Se o capítulo piloto deu as regras do jogo e preparou a audiência para uma narrativa essencialmente nova quando comparada com espetáculos anteriores, a segunda iteração se mostra um tanto quanto superior, seja em termos narrativos, seja em estéticos. O primeiro frame é típico da transição entre um acontecimento de grande peso para o arco de um dos personagens e as consequências dessa irreversibilidade – e para aqueles que não se recordam, as intransigências pacíficas entre os dois Reinos principais da história (Artena e Montemor) entram como principal base para cada uma das tramas conseguir se desenrolar.

Ao que tudo sabemos, o príncipe herdeiro de Montemor, Afonso (Romulo Estrela) foi protagonista de uma emboscada nas florestes próximas à Artena, sofrendo ferimentos graves que o deixaram inapto de retornar para seu lar ou até mesmo buscar uma salvação. Porém, em se tratando de um conto medieval, uma força superior, representada pela mortalidade de um ser humano, deveria entrar em ação para impedir sua morte – e tal fato é encarnado pela altruísta e sonhadora Amália (Marina Ruy Barbosa). Sabe-se que sua condição como plebeia é um elemento imprescindível para o escopo principal – a paixão proibida entre dois jovens de classes distintas (o clássico toque shakespeariano à la Romeu e Julieta) -, e esse primeiro encontro é exatamente o que precisávamos para dar início ao romance.

A facilidade para se embeber com os clichês de tais tramas é quase tentadora, incluindo o “amor à primeira vista”; mas não estamos lidando com uma adaptação das novelas de cavalaria ou dos livros românticos de época, e sim com uma perspectiva contemporânea dentro do cosmos épico – seja na crise hídrica, nos casamentos arranjados e até mesmo na abissal diferença econômico-social entre as pessoas. Como Deus Salve o Rei é um entretenimento puro e barato, é quase impossível mergulhar com profundidade em alguns desses temas, incitando o time criativo a buscar por outras alternativas para aumentar a complexidade de seus personagens.

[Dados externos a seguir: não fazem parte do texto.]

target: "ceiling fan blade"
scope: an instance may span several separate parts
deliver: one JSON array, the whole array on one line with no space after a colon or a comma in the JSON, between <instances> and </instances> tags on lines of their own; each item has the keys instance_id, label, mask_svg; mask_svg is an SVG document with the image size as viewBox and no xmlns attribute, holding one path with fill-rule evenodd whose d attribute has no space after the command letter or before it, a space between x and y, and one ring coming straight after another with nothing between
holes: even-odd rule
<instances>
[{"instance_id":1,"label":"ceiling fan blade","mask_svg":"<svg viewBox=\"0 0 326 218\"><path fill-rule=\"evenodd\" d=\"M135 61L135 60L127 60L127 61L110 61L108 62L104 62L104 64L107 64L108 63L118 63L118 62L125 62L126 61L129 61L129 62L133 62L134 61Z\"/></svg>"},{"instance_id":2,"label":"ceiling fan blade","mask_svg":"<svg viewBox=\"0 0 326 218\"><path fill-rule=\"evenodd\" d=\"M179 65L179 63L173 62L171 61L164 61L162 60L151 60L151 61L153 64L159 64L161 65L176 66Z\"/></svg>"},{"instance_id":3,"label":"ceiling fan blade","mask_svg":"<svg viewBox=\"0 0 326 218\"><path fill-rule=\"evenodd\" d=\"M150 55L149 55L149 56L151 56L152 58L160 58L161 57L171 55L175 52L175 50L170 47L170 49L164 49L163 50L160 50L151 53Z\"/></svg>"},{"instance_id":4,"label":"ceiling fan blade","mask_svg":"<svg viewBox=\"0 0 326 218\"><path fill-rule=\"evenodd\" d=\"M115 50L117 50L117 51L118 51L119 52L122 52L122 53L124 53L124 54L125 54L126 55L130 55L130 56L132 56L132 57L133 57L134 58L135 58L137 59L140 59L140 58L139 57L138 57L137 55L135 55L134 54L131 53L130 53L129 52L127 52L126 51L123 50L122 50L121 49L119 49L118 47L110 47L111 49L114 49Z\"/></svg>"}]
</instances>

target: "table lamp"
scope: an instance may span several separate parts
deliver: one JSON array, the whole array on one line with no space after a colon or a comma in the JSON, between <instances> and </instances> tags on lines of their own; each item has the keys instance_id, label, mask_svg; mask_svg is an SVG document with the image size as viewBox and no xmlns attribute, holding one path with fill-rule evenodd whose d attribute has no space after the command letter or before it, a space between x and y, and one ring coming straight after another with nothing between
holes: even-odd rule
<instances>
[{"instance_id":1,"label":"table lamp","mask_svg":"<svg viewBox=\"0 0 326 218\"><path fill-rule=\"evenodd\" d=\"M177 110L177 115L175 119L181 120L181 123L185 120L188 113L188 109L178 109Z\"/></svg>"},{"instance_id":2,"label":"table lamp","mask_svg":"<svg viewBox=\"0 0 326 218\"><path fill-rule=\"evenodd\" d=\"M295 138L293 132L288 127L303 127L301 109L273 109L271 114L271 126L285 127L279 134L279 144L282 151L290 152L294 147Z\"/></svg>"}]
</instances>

Talvez uma das sequências que mais chame a atenção dentro do escopo total é a subtrama de Catarina (Bruna Marquezine), um arquétipo ainda não lapidado de uma princesa que não deseja se casar e seguir os valores endossados de sua família tradicional, lutando para alcançar objetivos completamente reversos aos defendidos pelo pai Augusto (Marco Nanini), rei de Artena. A personagem de Marquezine é uma das mais complexas, mas que pode cair no equívoco de ser desperdiçada em meio ao romance de Amália e Afonso – uma necessidade quase óbvia para a construção de laços entre as criações televisivas e o público. É claro que ainda estamos no início da narrativa e, considerando a encomenda de aproximadamente 150 episódios, bem como a desenvoltura rítmica lenta das soap operas, há espaço para aprofundar-se naquilo que se mais desejar. Catarina é a mais condecorada com diálogos sutis, mas dotados de solilóquios próprios da figura da femme fatale que irá utilizar-se de sua beleza e de sua condição para arquitetar golpes e mais golpes para finalmente ter o que quer (mesmo que isso esteja escondido nas sombras que geralmente acompanham as suas construções cênicas).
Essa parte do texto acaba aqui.